The costs related to Rituximab infusion, other than the drug itself involves the necessary nursing care and the labs in order for it to be infused safely. Only a few labs are necessary between infusions.

While you disagree with using Rituxan outside clinical trials, you need to understand that patients are desperate for medical care, the competent kind. This is showing by the fact that patients are willing to travel from all around the world in order to receive said drug. Is it unethical to give patient a chance at improvement in the present political climate that ME is in, when current medical care is 'get out of my office' ?

Rituximab trials, unfortunately, take years to generate results. In fact the next set of results is expected in 2017, maybe 2018. What are patients to do in the meantime? Some are not willing to wait that long. Some are too sick to wait that long. And quite honestly, physicians who treat us, our ME experts, all have treatments outside the clinical trial evidence. Antibotics? Anti-virals? GC-Maf? imunovir? Ampligen? There are no approved drugs for ME, after all. But our ME experts do the best they can with the knowledge they have. I am thankful for each one of them.
 

charles shepherd

Senior Member
Messages
2,239
[

Of course we would all like to know how RTX works and on whom, but the priority should be proving if it works or not.

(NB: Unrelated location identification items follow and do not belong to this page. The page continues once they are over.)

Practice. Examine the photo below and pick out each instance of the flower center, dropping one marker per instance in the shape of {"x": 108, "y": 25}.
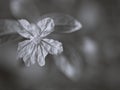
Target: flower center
{"x": 37, "y": 40}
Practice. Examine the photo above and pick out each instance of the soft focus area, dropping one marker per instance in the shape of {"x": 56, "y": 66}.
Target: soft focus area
{"x": 91, "y": 56}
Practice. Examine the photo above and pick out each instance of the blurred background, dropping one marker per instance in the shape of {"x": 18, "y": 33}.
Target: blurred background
{"x": 91, "y": 57}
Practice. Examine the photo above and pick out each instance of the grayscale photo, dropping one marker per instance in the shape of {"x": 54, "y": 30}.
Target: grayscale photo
{"x": 59, "y": 44}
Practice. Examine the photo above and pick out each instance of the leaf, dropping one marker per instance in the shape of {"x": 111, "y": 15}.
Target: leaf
{"x": 41, "y": 54}
{"x": 64, "y": 23}
{"x": 52, "y": 46}
{"x": 46, "y": 25}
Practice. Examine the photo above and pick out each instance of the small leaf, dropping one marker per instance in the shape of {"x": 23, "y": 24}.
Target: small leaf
{"x": 52, "y": 46}
{"x": 46, "y": 25}
{"x": 64, "y": 23}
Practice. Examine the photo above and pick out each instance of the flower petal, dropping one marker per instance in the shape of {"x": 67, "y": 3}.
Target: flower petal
{"x": 25, "y": 31}
{"x": 23, "y": 47}
{"x": 24, "y": 23}
{"x": 52, "y": 46}
{"x": 42, "y": 53}
{"x": 46, "y": 25}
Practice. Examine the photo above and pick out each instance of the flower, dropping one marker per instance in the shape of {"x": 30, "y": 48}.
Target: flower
{"x": 37, "y": 47}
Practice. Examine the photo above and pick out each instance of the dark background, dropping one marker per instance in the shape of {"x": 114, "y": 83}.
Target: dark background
{"x": 92, "y": 54}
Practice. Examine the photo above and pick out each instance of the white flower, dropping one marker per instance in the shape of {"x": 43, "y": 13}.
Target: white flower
{"x": 36, "y": 48}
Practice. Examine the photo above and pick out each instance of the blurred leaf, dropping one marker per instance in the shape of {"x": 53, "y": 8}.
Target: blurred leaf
{"x": 64, "y": 23}
{"x": 69, "y": 63}
{"x": 8, "y": 27}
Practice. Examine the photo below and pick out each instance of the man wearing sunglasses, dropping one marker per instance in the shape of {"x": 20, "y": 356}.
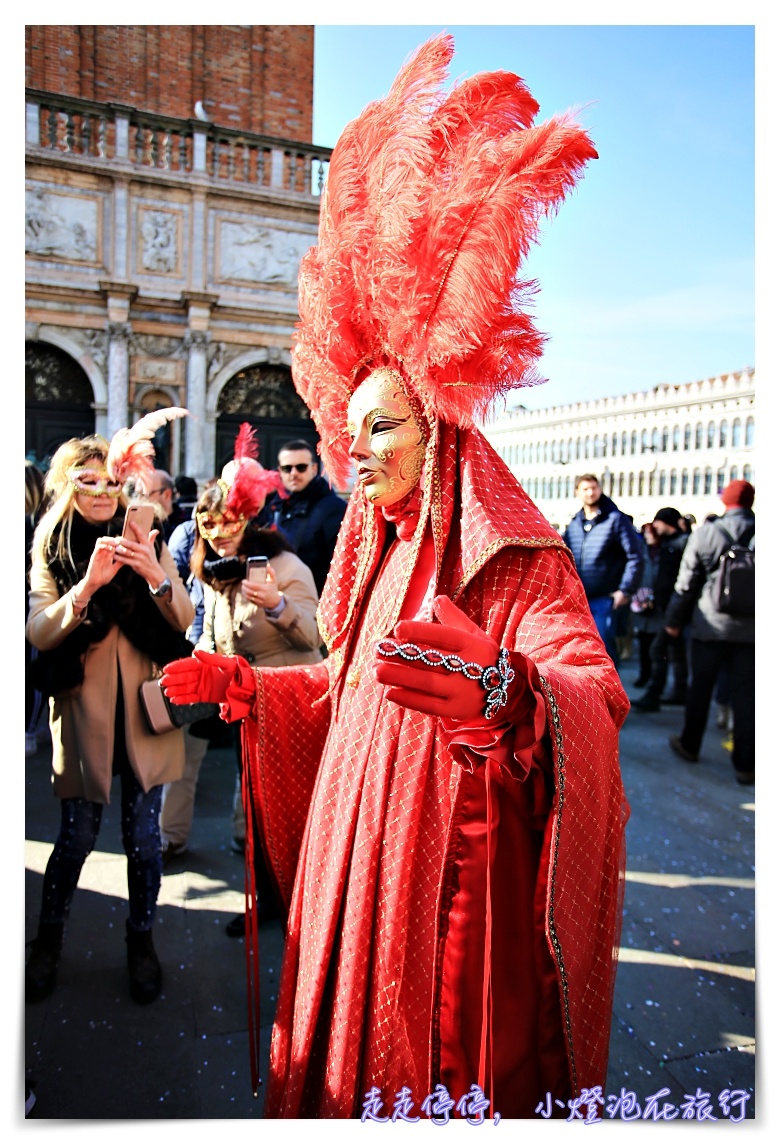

Yes, doctors do not have to wait to know the cause of a disease before trying out various forms of treatment

This is a two way process:

Discovering the cause of a disease can obviously lead to effective forms of treatment

But trying out speculative forms of treatment can sometimes help to provide important information about the cause of a disease
 

snowathlete

Senior Member
Messages
5,374
Location
UK
If the anecdotal information is simply the little that is already in the public domain; a few apparent patients with me/cfs who have had rituxan without it working in the US, conducted by one group, then I am not sure I agree that it should be taken into consideration when deciding when, where and if to conduct a formal trial in the UK.

If the information was more compelling then I could perhaps agree with that view a bit more, but it seems very weak reasoning to me. I mean, we had six? patients in the original positive pilot study in Norway and that was rightly considered too small to draw any conclusions from and that was a formal trial. So even if we had a similar number in the US who reported the opposite in a trial that again would not be sufficient to draw any conclusions, it would at best create caution and uncertainty as it conflicts with reports from Norway...but we aren't even talking about that. We're talking - so far as I know - about a few patients outside of a trial, who had the drug given by the same group in the US and told people on the net that it didn't work for them. It's really no evidence at all, in my opinion.

Given patients are in need of a treatment, there is some formal evidence to suggest rituxan *might* work, and that proper formal trials take time to conduct, before which any potential treatment will not be possible in the UK, I'm disappointed at how long it is taking to get going. I know it isn't easy, it has to be done properly, and there are a lot of obstacles to overcome, but that just makes it more annoying that such weak evidence being discussed is causing serious questions as to when and if a trial should be conducted in the UK.